Calçadas na plenitude de seu dever de ofício são casuais. Não raro viraram objeto de usufrutos particulares diversos, notadamente depósito de material de construção e até extensões dos mais variados ramos de negócios.
Pessoas abandonam seus refugos nas ruas, nas praças, em qualquer lugar público sem o menor constrangimento.
Entulho de obras, lixo, móveis e utensílios descartados são depositados a qualquer hora, em qualquer lugar, mesmo que o caminhão de recolha tenha passado alguns minutos antes.
É um comportamento bizarro, incrivelmente banalizado, tal como as sórdidas bacias de excrementos de seus senhores que os escravos do Brasil Colônia despejavam em qualquer lugar pouco mais longe dos palácios, ou os penicos plebeus esvaziados diretamente das janelas de seus usuários, mal comparando.
A agonia estética e higiênica, de civilidade mesmo, em Bom Jesus, parece não sensibilizar suas autoridades.
Não apenas as do Poder Executivo, e até com mais ênfase, como deveria, às do Legislativo, que têm o dever de legislar, fiscalizar e cobrar.
Lamentavelmente, entretanto, ninguém move uma palha para tentar mudar os conceitos, não se ouve uma voz estridente, ninguém vislumbra que maciças campanhas de conscientização e advertência sejam necessárias.
Todos parecem estar em estado de apatia, letárgicos, impassíveis a contemplar o visual e até o futuro das cidades rolando aparvalhados feito troncos de enchente.
É a inação completa, coletiva, talvez com a vã esperança de que surja uma solução mágica que, mantendo intocadas a indulgência e a acracia, transforme Bom Jesus em cidades modernas, organizadas, atraentes. A quadratura do círculo!
Pela força da vontade, o homem visitou a Lua seis vezes e está com um pé em Marte.

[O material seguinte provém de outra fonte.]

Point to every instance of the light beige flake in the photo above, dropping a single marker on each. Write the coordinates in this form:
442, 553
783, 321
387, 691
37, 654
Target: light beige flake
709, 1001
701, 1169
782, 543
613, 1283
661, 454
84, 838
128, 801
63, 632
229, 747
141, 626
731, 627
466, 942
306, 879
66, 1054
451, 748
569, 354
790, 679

A falta desta mesma vontade para outros fins edificantes é, por outro lado, uma de suas mazelas.
No caso de Bom Jesus, unem-se a penúria de dinheiro, embora muitas coisas básicas independem de recursos financeiros, com o que tem parecido ser indolência e desamor pelos respectivos municípios, e está pronto e acabado o cenário sombrio, desolador.
O arraigado ranço provinciano que mantém intocados usos e costumes de antanho reina soberano.

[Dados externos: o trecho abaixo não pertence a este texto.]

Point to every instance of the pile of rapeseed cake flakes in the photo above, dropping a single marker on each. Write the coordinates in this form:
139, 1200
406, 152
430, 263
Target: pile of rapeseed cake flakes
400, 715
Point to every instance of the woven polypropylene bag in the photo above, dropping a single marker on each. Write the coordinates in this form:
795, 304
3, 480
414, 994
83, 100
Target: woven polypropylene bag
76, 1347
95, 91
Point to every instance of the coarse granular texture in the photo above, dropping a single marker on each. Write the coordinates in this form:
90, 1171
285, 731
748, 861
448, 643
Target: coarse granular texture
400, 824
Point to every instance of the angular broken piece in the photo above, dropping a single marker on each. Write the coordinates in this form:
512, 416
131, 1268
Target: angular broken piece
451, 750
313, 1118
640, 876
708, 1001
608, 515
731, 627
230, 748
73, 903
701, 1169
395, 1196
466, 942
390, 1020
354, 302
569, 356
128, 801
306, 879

Não se deve descontentar "eleitores" obrigando-os a desocupar os espaços públicos, exigir de muitos deles comportamentos civilizados quanto aos mais elementares deveres que devem ditar uma consciência sã.
O cânone político daqui parece explicitar ser proibido contrariar interesses, mesmo que estes contrariem as boas normas de convivência agregada.
Por exemplo: nenhum empresário, especialmente se for de alto coturno, deve ser importunado se utilizar os logradouros como complemento de seus estabelecimentos.
Ele dá emprego, gera renda, como se isso fosse salvo-conduto para desorganizar, emporcalhar, enfear e descaracterizar as cidades.
Estas, que lhes facultam os lucros, nada têm em contrapartida senão a feiura, a sujeira e a desconsideração!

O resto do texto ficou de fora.